The Little White Car
- First edition cover (with quote from Jenny Colgan)
- Author: Danuta de Rhodes
- Language: English
- Publisher: Canongate
- Publication date: 2004
- Publication place: United Kingdom
- Media type: Print
- Pages: 262
- ISBN: 0-7394-5157-X

= The Little White Car =

Book by Dan Rhodes

The Little White Car is a novel by British author Dan Rhodes, published under the pen name Danuta de Rhodes in 2004 by Canongate. It has been translated into 12 languages. The book is based on an imaginative fictional elaboration of the actual forensic evidence that the Mercedes carrying Diana, Princess of Wales had had a glancing contact with another car, believed to be a white Fiat Uno at some point before it crashed in the Pont de l'Alma tunnel in Paris on 31 August 1997.

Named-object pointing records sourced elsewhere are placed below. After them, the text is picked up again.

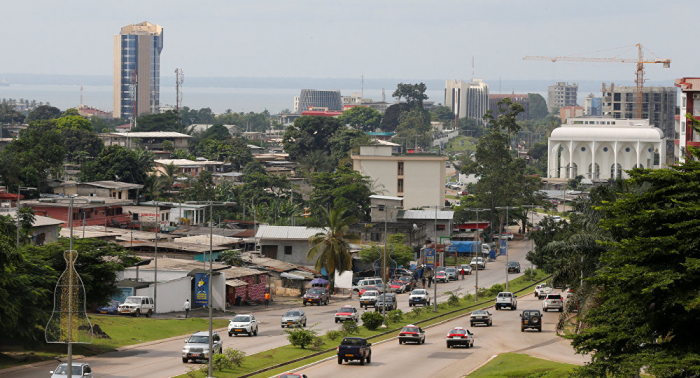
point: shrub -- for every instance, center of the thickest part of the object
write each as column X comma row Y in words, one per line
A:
column 350, row 327
column 372, row 320
column 300, row 337
column 332, row 334
column 495, row 289
column 395, row 316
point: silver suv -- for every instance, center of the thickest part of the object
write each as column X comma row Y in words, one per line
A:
column 197, row 346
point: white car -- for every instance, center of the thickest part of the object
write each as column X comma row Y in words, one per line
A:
column 243, row 324
column 419, row 296
column 553, row 302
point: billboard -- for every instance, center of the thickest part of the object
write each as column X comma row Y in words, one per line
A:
column 201, row 289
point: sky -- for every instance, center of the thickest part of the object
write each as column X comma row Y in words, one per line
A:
column 341, row 39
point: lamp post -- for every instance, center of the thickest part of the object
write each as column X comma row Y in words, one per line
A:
column 506, row 208
column 211, row 270
column 476, row 287
column 19, row 205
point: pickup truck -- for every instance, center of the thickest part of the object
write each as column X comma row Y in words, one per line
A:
column 506, row 299
column 354, row 348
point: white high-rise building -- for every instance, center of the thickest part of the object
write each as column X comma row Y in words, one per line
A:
column 467, row 99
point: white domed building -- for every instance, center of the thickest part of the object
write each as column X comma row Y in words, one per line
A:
column 603, row 148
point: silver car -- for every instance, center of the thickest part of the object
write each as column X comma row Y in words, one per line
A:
column 294, row 318
column 197, row 346
column 80, row 369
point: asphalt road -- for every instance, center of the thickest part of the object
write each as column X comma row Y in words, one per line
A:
column 163, row 359
column 433, row 359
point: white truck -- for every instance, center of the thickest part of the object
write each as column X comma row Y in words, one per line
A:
column 506, row 299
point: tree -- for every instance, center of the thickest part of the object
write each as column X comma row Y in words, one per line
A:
column 43, row 112
column 331, row 248
column 538, row 106
column 309, row 133
column 361, row 118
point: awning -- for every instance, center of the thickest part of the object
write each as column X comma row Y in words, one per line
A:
column 236, row 283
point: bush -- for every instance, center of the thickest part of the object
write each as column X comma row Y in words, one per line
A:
column 350, row 327
column 332, row 334
column 372, row 320
column 495, row 289
column 300, row 337
column 395, row 316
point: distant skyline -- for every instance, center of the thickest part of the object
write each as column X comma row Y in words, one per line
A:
column 377, row 39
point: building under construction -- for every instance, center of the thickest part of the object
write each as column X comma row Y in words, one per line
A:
column 658, row 106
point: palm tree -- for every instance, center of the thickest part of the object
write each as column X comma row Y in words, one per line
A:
column 331, row 248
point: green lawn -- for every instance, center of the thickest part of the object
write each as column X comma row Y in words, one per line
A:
column 512, row 365
column 122, row 331
column 426, row 317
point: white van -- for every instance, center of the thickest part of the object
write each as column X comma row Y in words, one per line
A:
column 136, row 305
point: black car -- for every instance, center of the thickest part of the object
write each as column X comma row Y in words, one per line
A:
column 389, row 303
column 531, row 319
column 513, row 267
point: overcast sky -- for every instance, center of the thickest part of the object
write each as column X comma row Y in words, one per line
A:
column 344, row 39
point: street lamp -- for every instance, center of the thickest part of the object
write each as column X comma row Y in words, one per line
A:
column 211, row 270
column 476, row 287
column 19, row 206
column 506, row 208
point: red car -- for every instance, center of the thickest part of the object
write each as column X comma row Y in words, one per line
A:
column 365, row 288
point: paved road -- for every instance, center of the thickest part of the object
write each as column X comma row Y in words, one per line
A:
column 433, row 359
column 164, row 360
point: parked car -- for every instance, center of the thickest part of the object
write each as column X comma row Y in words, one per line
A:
column 318, row 295
column 137, row 305
column 506, row 299
column 513, row 267
column 480, row 317
column 451, row 273
column 197, row 346
column 553, row 302
column 243, row 324
column 413, row 334
column 369, row 298
column 419, row 296
column 79, row 370
column 354, row 348
column 387, row 302
column 112, row 308
column 294, row 318
column 531, row 319
column 460, row 336
column 347, row 312
column 467, row 269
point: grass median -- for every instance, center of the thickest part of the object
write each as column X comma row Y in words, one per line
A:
column 122, row 331
column 253, row 364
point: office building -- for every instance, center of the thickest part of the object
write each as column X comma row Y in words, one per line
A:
column 136, row 82
column 467, row 99
column 312, row 98
column 658, row 106
column 560, row 95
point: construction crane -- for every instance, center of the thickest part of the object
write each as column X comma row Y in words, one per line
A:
column 639, row 61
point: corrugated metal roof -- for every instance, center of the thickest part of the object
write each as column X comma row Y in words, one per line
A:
column 286, row 232
column 425, row 214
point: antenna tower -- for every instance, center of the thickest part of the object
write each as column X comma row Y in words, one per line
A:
column 179, row 78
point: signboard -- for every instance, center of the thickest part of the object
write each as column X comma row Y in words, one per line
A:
column 430, row 258
column 201, row 289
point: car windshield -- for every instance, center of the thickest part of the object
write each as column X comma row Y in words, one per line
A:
column 63, row 369
column 199, row 339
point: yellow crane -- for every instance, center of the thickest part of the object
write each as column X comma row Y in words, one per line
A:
column 639, row 61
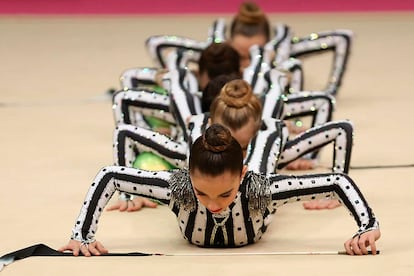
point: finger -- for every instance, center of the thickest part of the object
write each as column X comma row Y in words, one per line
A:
column 137, row 204
column 64, row 248
column 373, row 245
column 150, row 204
column 348, row 248
column 355, row 247
column 75, row 251
column 93, row 249
column 123, row 206
column 113, row 207
column 362, row 244
column 85, row 251
column 101, row 248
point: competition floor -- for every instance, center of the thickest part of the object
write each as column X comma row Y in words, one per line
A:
column 56, row 133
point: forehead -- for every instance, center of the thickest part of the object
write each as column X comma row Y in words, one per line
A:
column 214, row 185
column 243, row 43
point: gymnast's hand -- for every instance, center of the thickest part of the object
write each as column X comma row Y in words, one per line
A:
column 136, row 204
column 358, row 245
column 94, row 248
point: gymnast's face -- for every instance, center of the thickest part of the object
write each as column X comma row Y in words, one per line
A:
column 242, row 45
column 243, row 135
column 216, row 193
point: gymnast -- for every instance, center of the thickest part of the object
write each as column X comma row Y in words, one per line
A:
column 263, row 140
column 218, row 201
column 250, row 26
column 138, row 100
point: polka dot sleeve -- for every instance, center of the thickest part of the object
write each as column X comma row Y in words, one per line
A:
column 287, row 189
column 109, row 180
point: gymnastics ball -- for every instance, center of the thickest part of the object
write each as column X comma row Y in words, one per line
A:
column 151, row 162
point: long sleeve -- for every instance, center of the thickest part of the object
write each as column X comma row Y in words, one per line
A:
column 285, row 189
column 109, row 180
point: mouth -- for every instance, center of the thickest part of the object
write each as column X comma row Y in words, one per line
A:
column 216, row 211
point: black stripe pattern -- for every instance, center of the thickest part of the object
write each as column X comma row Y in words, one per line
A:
column 238, row 225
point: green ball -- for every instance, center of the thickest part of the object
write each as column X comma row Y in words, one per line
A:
column 160, row 90
column 155, row 123
column 151, row 162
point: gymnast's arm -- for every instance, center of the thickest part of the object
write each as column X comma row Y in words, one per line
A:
column 153, row 185
column 286, row 189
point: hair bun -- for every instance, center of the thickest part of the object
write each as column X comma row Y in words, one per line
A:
column 250, row 13
column 236, row 93
column 217, row 138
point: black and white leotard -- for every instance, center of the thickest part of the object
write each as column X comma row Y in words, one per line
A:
column 242, row 223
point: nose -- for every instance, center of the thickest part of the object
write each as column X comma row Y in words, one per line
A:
column 213, row 206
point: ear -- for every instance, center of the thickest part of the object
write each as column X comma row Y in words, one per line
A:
column 244, row 171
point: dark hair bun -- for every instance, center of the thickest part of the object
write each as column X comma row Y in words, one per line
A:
column 236, row 93
column 250, row 13
column 217, row 138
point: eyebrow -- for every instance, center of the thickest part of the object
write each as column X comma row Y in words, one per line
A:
column 201, row 192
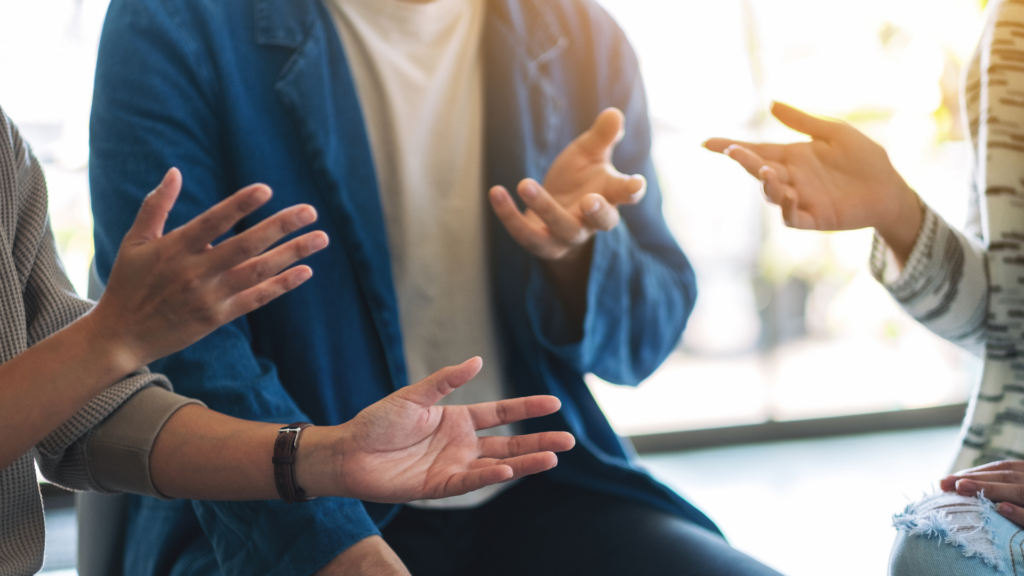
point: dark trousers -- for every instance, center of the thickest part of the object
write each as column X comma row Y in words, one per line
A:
column 539, row 528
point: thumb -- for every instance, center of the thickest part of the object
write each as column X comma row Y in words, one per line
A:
column 435, row 386
column 156, row 207
column 604, row 133
column 814, row 126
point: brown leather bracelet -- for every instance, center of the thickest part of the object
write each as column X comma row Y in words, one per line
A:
column 284, row 463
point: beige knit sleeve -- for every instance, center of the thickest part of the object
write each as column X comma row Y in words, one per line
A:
column 119, row 448
column 943, row 285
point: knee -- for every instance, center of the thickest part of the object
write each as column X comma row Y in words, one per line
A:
column 944, row 535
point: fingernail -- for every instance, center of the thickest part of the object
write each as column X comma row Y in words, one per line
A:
column 261, row 195
column 318, row 242
column 528, row 191
column 967, row 487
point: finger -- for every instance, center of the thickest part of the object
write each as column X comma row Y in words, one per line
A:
column 815, row 126
column 1015, row 465
column 508, row 447
column 435, row 386
column 491, row 414
column 526, row 464
column 598, row 213
column 1005, row 477
column 263, row 268
column 254, row 241
column 528, row 235
column 601, row 137
column 750, row 161
column 793, row 215
column 1014, row 513
column 264, row 292
column 214, row 222
column 462, row 483
column 772, row 152
column 559, row 221
column 996, row 491
column 156, row 207
column 625, row 190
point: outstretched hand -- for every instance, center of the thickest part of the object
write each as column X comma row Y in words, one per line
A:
column 841, row 179
column 1000, row 482
column 580, row 196
column 167, row 291
column 406, row 448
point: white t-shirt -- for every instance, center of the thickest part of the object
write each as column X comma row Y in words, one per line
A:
column 418, row 71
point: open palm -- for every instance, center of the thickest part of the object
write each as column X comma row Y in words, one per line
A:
column 581, row 195
column 841, row 179
column 404, row 448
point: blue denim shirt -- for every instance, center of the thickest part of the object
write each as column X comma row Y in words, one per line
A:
column 237, row 91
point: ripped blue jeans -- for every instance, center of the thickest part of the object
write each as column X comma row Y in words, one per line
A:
column 952, row 535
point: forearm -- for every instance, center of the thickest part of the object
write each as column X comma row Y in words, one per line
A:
column 202, row 454
column 900, row 225
column 205, row 455
column 49, row 382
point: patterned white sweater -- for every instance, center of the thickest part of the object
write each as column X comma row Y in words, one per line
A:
column 969, row 287
column 36, row 300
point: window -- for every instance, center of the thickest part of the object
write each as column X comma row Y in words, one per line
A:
column 788, row 324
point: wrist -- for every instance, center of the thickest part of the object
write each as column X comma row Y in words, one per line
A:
column 902, row 224
column 105, row 345
column 318, row 461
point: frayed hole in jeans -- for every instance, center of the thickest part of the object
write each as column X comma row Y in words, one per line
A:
column 953, row 520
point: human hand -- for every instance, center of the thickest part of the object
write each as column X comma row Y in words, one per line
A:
column 370, row 557
column 1000, row 482
column 167, row 291
column 580, row 196
column 841, row 179
column 403, row 448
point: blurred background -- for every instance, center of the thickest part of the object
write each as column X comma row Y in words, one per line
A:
column 790, row 326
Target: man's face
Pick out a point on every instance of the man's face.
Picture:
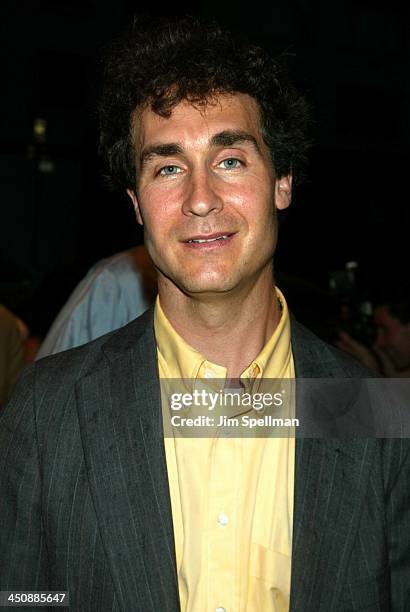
(393, 337)
(206, 195)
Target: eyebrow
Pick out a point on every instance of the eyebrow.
(227, 138)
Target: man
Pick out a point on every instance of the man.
(205, 135)
(391, 352)
(12, 336)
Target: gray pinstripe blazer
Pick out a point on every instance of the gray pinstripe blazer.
(84, 500)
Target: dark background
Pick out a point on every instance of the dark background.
(350, 58)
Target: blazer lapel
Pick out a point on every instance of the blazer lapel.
(121, 427)
(330, 480)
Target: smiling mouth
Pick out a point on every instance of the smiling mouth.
(201, 240)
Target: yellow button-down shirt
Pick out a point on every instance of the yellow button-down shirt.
(232, 498)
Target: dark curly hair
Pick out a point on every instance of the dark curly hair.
(162, 62)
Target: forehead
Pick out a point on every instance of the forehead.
(194, 125)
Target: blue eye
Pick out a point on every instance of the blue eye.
(231, 163)
(169, 170)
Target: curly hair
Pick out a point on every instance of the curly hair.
(163, 62)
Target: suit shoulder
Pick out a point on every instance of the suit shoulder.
(74, 363)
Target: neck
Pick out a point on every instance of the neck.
(228, 329)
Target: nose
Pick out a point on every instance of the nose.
(201, 197)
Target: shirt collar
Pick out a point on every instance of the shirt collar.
(180, 360)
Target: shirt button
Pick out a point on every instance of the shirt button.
(223, 520)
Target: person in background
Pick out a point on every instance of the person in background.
(13, 333)
(390, 355)
(116, 290)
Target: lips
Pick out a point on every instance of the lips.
(208, 238)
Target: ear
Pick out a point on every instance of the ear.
(135, 204)
(283, 192)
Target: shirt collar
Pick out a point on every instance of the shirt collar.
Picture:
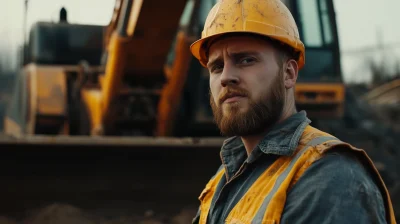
(281, 140)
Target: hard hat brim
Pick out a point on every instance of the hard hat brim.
(199, 48)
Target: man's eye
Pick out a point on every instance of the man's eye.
(217, 68)
(246, 60)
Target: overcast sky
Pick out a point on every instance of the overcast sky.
(360, 22)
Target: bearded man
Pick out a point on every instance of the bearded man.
(276, 167)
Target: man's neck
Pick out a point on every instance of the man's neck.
(250, 142)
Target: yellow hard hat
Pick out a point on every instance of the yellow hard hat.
(270, 18)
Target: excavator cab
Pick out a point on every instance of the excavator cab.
(320, 89)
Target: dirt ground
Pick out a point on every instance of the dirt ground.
(67, 214)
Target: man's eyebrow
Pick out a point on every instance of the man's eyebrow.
(239, 54)
(234, 55)
(214, 61)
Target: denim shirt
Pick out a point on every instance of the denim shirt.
(335, 189)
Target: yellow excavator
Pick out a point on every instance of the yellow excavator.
(116, 118)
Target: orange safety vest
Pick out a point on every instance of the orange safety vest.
(264, 202)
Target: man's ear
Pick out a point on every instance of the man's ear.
(291, 73)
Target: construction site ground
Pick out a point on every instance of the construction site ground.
(89, 180)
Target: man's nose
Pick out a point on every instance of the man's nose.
(229, 76)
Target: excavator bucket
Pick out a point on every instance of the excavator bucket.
(108, 177)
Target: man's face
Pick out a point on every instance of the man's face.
(247, 89)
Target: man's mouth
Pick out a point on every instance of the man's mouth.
(231, 98)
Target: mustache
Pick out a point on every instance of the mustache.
(232, 92)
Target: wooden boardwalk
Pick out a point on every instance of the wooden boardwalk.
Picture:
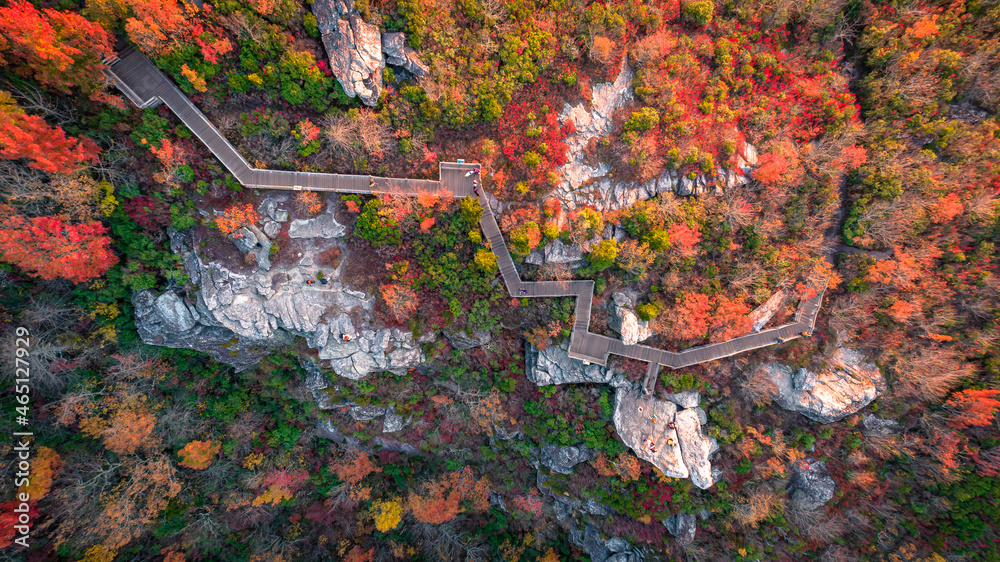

The French investigation did not identify the car or the driver. A conspiracy theory developed around the white Fiat Uno.

==Plot==
In Paris, Veronique has just split up with her boyfriend and is driving home in her "little white car." While passing through a tunnel in central Paris, a large car approaches from behind at high speed. Veronique is determined not to let it pass, and it collides with the back of her car and crashes. Seeing the news the next morning, Veronique realizes that she killed a princess. The remainder of the book tells of Veronique's life and loves before the crash, and the subsequent efforts to conceal her involvement.